Mazaea is a genus of flowering plants in the family Rubiaceae. There are two species, both of which are endemic to Cuba. Mazaea are shrubs or trees with leather leaves and capsule fruits.

The genus was established in 1897, and was known as Neomazaea until at least 1992. The genus was named in honour of Manuel Gómez de la Maza y Jiménez.

==Taxonomy==
Mazaea was established by Karl Wilhelm Leopold Krug and Ignatz Urban in 1897. It was renamed to Neomazaea in 1987, because the name Mazaea was in use for a genus of algae. The name of the algae genus was later determined to be invalid, and the plant genus is correctly known as Mazaea, though Neomazaea was in use until at least 1922. In 1922, Ignatz Urban published the genus name Ariadne. In 1999, Piero G. Delprete synonymised Ariadne with Mazaea.

==Species==
- Mazaea phialanthoides (Griseb.) Krug & Urb.
- Mazaea shaferi (Standl.) Delprete

==Description==
Mazaea are multi-stemmed shrubs or small trees with cylindrical branches. The wood is cream-white, and the bark is smooth and greyish-brown.

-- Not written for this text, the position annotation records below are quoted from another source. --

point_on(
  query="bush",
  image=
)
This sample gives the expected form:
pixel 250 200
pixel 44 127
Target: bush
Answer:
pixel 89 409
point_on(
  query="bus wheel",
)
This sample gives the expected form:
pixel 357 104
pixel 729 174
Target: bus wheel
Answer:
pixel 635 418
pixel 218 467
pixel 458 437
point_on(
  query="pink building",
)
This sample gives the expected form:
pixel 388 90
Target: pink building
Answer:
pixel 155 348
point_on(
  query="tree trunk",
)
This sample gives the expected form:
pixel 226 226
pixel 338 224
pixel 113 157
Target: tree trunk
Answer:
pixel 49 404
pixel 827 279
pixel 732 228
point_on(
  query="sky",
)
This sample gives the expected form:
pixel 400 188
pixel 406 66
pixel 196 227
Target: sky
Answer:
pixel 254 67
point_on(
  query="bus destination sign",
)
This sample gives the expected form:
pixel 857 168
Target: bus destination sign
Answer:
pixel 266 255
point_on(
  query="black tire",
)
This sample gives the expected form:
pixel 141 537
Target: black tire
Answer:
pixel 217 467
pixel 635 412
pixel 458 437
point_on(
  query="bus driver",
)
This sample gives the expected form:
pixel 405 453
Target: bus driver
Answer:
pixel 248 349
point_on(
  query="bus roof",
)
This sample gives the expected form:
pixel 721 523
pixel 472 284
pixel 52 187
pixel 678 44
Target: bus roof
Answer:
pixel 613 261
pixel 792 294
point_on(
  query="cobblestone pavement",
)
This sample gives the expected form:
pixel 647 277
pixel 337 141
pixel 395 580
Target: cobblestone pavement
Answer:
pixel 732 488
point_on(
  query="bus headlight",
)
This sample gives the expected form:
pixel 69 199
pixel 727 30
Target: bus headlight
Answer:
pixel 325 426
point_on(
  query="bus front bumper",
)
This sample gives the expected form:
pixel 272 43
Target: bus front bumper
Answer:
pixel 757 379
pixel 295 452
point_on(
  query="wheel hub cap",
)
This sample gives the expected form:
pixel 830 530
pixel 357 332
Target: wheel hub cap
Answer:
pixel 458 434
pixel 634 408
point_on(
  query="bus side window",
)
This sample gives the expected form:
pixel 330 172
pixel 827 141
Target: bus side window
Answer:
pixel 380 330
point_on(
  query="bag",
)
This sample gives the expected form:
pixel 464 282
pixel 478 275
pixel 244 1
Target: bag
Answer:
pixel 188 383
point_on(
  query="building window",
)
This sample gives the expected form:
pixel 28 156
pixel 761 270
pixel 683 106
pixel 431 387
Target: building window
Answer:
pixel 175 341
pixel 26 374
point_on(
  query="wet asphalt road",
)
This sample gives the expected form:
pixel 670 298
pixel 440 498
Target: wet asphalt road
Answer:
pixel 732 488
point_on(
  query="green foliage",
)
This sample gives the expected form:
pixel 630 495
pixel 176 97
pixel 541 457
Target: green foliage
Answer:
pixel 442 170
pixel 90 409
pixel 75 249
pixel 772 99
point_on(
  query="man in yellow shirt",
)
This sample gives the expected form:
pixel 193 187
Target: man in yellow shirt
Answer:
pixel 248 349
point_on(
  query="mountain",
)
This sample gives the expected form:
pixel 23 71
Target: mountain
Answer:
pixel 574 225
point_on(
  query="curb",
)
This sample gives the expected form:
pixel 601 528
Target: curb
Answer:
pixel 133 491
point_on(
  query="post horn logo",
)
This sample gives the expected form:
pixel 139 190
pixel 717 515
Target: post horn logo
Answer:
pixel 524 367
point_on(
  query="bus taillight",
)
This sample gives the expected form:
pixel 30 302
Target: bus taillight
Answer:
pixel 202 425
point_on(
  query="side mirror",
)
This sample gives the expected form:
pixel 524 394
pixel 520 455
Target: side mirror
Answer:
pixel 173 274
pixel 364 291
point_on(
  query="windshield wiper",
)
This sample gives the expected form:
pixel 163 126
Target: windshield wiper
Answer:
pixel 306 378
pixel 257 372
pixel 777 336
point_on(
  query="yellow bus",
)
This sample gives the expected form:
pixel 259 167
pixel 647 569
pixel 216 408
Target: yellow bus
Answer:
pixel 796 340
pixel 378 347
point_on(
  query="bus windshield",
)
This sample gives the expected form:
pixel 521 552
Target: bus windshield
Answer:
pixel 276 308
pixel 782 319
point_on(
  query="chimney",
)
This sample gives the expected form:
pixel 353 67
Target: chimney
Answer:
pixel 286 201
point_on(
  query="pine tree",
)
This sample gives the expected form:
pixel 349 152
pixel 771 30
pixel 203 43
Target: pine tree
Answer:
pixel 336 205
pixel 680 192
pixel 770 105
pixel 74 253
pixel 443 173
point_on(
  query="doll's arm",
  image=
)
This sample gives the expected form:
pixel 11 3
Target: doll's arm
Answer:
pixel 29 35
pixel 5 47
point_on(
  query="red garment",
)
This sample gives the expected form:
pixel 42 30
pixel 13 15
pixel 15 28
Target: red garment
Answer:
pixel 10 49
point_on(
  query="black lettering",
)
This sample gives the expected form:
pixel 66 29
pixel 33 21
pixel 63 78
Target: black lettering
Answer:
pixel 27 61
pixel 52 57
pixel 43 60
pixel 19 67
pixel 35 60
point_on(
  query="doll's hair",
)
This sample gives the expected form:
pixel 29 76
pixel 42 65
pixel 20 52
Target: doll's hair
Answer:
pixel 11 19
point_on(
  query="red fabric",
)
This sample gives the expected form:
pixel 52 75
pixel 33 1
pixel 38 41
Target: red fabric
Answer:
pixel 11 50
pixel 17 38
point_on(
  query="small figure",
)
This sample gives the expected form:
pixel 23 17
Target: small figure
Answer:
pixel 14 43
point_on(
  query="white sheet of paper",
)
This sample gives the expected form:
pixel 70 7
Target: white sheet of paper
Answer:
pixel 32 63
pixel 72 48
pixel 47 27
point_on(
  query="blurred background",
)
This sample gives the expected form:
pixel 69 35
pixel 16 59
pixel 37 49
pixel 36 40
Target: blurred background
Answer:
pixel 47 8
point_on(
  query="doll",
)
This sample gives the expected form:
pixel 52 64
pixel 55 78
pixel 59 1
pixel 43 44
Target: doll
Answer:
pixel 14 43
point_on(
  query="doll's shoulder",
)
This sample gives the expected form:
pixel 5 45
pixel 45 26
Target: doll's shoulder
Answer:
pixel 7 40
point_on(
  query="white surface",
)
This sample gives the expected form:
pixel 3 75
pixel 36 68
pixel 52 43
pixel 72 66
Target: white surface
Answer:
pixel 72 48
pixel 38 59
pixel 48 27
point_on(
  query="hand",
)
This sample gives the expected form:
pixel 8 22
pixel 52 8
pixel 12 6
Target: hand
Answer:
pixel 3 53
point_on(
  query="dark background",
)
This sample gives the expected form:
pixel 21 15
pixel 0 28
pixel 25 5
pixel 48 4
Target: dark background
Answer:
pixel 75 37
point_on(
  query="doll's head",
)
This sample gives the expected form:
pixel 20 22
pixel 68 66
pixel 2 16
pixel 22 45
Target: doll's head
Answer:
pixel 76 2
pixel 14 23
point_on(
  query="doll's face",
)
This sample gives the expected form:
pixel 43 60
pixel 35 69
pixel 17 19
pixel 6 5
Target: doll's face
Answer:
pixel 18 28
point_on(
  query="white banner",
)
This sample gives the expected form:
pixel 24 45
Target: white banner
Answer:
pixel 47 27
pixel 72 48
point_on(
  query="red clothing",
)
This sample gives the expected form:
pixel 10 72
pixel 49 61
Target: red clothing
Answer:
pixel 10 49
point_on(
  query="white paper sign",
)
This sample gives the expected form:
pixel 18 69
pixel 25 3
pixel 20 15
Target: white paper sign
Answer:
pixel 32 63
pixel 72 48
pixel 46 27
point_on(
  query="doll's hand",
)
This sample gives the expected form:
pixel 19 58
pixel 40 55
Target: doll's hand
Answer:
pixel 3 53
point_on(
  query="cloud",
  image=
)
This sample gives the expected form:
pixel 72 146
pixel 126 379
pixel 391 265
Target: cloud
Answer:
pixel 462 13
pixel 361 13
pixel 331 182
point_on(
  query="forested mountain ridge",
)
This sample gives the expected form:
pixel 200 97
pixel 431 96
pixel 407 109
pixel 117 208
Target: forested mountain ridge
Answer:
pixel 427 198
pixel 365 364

The leaves are leathery, arranged oppositely, and have short stems. The leaves of M. phialanthoides are wider than those of M. shaferi.

The flowers are solitary in M. phialanthoides, and in racemes or panicles in M. shaferi. The calyx is a tube with four lobes. The corolla is trumpet-shaped. The corolla has four stamens.

The fruits are oblong or elliptical capsules. The capsules are dehiscent.

==Etymology==
The genus is named after Manuel Gómez de la Maza y Jiménez, director of the Havana botanical garden.